European Banks Pay for Their Sins

Legal costs keep climbing as regulators crack down

Bad behavior can be expensive. Since September 2008, the 18 European banks with the highest litigation expenses have set aside or paid out more than $77 billion, five times their combined profit last year, according to data compiled by Bloomberg. And the total is probably higher, because many settlements aren’t public. “Banks aggressively followed a very, very return-oriented business model before the crisis,” says Martin Hellmich, a professor of risk management and regulation at the Frankfurt School of Finance & Management. “Now they’re paying for the past with settlements and fines.”
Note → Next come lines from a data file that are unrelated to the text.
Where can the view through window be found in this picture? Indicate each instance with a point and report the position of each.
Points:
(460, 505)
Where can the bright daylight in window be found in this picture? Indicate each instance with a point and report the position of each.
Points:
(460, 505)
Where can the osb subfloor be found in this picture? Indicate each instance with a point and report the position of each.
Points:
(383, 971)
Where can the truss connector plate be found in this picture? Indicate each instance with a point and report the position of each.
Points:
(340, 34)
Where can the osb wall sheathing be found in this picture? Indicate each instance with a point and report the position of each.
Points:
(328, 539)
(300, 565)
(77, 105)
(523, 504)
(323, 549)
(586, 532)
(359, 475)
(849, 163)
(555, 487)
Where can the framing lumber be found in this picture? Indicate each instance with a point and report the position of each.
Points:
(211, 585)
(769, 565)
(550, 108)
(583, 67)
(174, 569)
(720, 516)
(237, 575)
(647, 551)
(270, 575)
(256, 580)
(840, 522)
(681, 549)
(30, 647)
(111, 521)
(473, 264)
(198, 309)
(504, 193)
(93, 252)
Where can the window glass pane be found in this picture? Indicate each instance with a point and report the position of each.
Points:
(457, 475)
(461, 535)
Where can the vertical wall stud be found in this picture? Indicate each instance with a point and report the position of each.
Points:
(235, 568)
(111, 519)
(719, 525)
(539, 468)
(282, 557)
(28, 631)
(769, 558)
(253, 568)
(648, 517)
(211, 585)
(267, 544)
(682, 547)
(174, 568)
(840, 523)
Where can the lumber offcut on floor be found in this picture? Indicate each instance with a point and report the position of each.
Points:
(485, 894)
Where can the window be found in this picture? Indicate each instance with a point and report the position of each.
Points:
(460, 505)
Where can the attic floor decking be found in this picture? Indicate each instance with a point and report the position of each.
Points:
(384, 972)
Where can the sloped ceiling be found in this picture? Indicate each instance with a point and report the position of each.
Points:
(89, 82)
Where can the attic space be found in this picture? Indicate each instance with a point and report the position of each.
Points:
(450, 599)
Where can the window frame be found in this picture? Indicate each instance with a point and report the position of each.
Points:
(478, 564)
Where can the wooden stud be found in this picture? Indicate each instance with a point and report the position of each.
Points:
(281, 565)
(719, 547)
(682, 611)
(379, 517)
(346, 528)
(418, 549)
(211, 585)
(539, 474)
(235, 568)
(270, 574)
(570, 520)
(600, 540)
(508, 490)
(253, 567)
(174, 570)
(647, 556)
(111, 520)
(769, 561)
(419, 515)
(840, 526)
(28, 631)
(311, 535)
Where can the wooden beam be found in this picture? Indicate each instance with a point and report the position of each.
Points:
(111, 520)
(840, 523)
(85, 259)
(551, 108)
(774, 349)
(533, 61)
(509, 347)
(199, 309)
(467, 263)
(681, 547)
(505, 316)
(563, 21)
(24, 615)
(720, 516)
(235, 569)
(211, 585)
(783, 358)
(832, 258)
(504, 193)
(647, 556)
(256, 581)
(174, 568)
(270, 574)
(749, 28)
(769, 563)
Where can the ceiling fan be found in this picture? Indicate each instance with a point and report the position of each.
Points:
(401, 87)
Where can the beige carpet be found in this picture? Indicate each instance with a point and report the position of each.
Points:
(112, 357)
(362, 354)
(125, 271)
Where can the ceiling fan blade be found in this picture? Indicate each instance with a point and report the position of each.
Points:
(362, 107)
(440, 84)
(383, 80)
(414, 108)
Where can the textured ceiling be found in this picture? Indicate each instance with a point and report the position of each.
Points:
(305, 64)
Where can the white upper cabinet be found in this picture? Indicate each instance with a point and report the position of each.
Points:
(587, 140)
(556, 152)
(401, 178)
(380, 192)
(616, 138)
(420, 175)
Regulators are citing European banks for infractions including helping some clients launder money and avoid taxes; selling bonds backed by faulty mortgages; failing to disclose the risk of products designed to protect buyers from interest rate swings; and manipulating market benchmarks. Since late 2008 the 18 banks paid at least $24.9 billion to settle lawsuits and probes, set aside $31.5 billion to compensate U.K. clients who were improperly sold products including mortgage insurance, and earmarked $20.9 billion for additional penalties. The expenses have hurt banks’ profits and slowed their efforts to build capital. Future penalties may prompt them to delay boosting dividends or buying back stock, analysts at Keefe, Bruyette & Woods wrote in a November report to clients.